Amplitude CFO Andrew Casey outlined the company’s 2026 transformation into a unified data and decisioning platform, anchored by new AI agent capabilities and a revamped pricing model. Management described a strategic shift from fragmented tools to a consolidated platform where agents enable "self-improving products." A major focus was the transition to a transparent, value-based pricing structure designed to remove friction and encourage multi-product adoption. Financially, Amplitude aims to expand Net Revenue Retention to 115% through cross-selling, while balancing new logo growth and optimizing long-term operating margins as it scales up-market.
Key Takeaways
- Pricing Overhaul: Amplitude replaced a complex, penalty-heavy billing model with a "value based uplift" system; instead of separate meters, the cost per event increases (e.g., from $20 to $26 or $32) as customers adopt additional modules like experimentation.
- AI Agent Rollout: New agent capabilities were introduced to automate insights, run experiments, and summarize session replays, lowering technical barriers for non-technical users.
- Net Retention Goals: Current Net Retention is approximately 105%, with a long-term goal of 115%; while 74% of customers use two products, only 20% utilize five, providing significant cross-sell opportunity.
- New Business Mix: The company is shifting from a 30% new logo / 70% expansion mix toward a balanced 50/50 or 40/60 split, achieving a record number of new lands over $100k in Q4.
- Partnership Expansion: Partner-originated pipeline has historically been only 2%, but the company targets a long-term goal of "north of 30%," leveraging relationships with AWS, HubSpot, and others.
- Long-Term Margins: Management targets long-term gross margins in the "low eighties" and plans to reduce Sales & Marketing expense from the low 40s to the "low thirties" as a percentage of revenue.

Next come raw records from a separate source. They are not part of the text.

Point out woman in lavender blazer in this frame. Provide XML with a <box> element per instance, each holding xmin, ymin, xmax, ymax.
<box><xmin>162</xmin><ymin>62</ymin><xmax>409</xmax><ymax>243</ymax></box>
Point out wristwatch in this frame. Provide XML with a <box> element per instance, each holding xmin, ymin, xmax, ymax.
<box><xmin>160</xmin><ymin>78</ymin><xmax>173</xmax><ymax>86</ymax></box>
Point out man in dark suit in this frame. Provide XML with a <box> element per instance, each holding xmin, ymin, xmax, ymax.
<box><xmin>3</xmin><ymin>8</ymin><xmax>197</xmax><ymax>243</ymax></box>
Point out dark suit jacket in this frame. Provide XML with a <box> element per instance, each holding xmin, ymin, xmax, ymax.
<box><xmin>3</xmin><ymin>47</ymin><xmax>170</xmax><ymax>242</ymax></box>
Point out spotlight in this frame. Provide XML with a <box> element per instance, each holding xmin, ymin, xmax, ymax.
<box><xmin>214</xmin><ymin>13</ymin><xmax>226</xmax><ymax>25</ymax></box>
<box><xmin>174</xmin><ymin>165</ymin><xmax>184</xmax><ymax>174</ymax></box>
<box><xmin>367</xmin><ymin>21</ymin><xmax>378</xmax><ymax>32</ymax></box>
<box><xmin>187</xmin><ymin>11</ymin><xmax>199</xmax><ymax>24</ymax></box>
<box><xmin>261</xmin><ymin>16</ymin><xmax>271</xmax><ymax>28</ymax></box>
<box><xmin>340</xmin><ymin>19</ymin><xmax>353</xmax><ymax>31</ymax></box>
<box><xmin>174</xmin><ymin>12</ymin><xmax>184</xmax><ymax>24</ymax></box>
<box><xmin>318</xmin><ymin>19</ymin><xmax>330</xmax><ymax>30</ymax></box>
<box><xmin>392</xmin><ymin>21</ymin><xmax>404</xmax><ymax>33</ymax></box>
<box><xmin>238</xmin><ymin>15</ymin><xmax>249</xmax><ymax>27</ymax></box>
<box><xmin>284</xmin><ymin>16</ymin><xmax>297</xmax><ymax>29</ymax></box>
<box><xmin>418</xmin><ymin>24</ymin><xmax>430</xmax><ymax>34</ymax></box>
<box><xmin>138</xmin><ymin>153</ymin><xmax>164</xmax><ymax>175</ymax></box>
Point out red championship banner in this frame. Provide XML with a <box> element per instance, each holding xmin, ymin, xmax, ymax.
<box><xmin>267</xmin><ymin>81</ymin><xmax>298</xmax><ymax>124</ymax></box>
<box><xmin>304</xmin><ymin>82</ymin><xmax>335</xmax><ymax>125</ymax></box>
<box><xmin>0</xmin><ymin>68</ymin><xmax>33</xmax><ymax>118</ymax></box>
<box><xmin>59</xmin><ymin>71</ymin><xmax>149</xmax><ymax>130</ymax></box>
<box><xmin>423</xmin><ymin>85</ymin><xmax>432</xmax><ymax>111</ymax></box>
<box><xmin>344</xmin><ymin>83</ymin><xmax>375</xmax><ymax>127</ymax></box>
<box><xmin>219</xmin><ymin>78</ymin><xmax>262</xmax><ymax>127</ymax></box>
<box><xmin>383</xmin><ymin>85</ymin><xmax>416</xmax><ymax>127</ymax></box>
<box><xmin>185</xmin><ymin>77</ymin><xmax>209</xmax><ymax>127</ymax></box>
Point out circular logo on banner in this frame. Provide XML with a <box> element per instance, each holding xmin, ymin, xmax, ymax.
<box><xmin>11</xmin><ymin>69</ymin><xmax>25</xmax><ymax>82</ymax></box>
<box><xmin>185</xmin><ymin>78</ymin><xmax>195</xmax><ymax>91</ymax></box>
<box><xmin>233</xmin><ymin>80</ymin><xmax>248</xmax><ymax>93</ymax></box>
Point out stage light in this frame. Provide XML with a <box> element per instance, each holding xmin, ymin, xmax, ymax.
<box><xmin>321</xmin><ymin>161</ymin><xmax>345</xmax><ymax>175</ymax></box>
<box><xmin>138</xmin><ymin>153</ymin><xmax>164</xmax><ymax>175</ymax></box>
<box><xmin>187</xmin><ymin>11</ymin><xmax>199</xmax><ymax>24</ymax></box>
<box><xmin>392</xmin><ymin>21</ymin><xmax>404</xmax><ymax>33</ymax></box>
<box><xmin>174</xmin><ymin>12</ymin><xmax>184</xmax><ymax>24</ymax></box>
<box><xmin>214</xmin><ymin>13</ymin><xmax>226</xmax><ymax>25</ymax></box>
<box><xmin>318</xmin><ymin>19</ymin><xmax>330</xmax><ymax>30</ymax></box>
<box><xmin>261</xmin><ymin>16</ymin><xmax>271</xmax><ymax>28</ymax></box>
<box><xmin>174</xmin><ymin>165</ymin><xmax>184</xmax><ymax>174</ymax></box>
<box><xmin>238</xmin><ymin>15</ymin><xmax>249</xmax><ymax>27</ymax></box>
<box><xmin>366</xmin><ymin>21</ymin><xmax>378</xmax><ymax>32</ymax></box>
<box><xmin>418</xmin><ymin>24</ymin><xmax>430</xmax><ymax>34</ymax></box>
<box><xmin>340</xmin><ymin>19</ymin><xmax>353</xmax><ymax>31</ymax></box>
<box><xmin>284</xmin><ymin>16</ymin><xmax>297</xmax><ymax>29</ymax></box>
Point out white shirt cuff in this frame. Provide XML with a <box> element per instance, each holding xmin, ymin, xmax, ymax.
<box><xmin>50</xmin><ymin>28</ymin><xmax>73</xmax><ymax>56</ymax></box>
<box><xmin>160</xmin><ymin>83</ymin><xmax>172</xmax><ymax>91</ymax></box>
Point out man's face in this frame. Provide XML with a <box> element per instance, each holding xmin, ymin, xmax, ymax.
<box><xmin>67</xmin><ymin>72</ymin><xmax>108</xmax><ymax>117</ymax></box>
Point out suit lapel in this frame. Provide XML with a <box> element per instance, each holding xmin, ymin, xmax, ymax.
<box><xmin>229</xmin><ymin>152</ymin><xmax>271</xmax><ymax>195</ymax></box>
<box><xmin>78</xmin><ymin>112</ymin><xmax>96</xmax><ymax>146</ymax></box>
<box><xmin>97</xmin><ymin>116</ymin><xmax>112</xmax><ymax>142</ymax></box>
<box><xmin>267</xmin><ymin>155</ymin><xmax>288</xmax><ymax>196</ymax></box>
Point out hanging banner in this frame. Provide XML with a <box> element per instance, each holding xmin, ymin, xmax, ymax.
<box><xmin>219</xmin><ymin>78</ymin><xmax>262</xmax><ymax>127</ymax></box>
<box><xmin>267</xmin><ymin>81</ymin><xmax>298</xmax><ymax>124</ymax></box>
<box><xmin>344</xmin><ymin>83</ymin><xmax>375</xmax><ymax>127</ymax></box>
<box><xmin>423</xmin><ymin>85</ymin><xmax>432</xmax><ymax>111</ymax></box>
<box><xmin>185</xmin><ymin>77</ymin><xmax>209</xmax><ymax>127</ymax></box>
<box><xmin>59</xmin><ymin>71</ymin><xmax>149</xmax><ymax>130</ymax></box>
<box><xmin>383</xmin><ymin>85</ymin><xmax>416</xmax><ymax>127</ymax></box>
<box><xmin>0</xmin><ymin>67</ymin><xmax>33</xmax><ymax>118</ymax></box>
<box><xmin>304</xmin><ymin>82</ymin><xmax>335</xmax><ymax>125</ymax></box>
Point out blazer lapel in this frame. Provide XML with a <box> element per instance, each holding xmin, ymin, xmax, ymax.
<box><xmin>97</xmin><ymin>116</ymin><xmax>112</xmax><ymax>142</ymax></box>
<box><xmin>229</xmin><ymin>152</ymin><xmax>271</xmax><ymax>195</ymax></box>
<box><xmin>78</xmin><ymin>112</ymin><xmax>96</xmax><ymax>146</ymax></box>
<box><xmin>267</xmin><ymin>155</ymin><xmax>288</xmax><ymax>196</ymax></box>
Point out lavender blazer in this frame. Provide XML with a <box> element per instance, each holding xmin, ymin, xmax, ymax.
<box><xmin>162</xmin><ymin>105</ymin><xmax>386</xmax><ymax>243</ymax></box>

- Contract Durations: RPO grew 35% year-over-year with contract duration nearing 22 months, driven by a shift in enterprise deals from 12-month terms to 3-year commitments.
Q&A
Lucas Ursula (Morgan Stanley): What are the key variables you are most excited about regarding the platform's evolution over the next 12 to 18 months?
- Andrew Casey: The company is driving consolidation in a fragmented market by integrating applications like experimentation and session replay into one environment. The introduction of agents enables "self improving products" where the software autonomously generates insights and recommendations, making the platform crucial for product and marketing analytics.

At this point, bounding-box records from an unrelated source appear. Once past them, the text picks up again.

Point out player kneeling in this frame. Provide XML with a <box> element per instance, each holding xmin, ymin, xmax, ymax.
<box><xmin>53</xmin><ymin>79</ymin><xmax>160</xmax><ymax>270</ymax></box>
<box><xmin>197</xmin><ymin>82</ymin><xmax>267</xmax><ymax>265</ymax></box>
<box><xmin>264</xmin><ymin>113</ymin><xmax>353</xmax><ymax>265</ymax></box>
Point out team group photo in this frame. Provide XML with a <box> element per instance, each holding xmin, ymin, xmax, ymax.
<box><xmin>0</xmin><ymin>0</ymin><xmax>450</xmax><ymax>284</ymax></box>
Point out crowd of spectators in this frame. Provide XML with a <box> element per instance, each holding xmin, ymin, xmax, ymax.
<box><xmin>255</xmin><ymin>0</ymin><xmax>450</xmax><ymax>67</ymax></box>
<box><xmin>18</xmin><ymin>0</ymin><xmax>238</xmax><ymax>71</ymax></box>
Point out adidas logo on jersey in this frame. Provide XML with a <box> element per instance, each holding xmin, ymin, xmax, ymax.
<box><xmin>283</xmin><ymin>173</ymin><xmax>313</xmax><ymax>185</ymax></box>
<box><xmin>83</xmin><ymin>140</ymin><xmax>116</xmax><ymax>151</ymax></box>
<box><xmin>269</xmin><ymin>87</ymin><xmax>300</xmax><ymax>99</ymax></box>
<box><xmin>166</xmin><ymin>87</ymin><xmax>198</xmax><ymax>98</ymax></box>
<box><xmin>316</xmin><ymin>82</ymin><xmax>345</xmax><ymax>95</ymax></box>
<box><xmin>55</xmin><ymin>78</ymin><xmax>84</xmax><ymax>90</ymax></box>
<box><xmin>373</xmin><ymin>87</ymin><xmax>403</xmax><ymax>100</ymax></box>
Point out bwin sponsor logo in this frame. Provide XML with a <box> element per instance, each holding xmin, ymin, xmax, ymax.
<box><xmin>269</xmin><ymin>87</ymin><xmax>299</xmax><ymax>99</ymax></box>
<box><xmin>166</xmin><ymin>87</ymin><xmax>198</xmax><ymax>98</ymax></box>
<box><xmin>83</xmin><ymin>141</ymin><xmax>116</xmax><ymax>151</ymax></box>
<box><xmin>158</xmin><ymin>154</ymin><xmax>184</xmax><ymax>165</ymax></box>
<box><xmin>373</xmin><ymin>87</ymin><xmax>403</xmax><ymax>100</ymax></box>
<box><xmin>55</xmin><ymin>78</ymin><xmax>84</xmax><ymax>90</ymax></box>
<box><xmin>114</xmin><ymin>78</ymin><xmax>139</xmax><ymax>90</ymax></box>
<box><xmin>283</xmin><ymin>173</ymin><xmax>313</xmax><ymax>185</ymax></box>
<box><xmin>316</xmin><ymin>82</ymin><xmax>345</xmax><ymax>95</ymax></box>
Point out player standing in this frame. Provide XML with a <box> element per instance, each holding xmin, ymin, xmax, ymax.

Lucas Ursula (Morgan Stanley): Can you detail how the new pricing and packaging model works compared to the previous structure?
- Andrew Casey: The old model had "penalty" clauses charging 2x or 3x for overages, which inhibited adoption. The new model maintains the volumetric meter (data ingestion) used by "86% of our installed base" but applies a value-based uplift; for example, a base rate of $20 might rise to $32 per unit as customers add modules, providing "cost, predictability, transparency."
Lucas Ursula (Morgan Stanley): How do you plan to bridge the gap from the current 105% Net Retention to your long-term goal of 115%?
- Andrew Casey: Improvement will come from eliminating churn caused by poor historical selling practices (such as over-capacity contracts) and accelerating cross-sell. With "74% of our customers" on two products but only "20% of our customers" on five, there is substantial room to expand within the existing base using new modules.
Lucas Ursula (Morgan Stanley): What is the desired balance between new logo acquisition and expansion within the installed base?
- Andrew Casey: The mix has historically been "30% new logos and 70% expansion," but the goal is to shift this closer to "50/50 or 40/60." In Q4, the company saw a "record number of new logos" and lands greater than $100k, indicating progress toward this balance.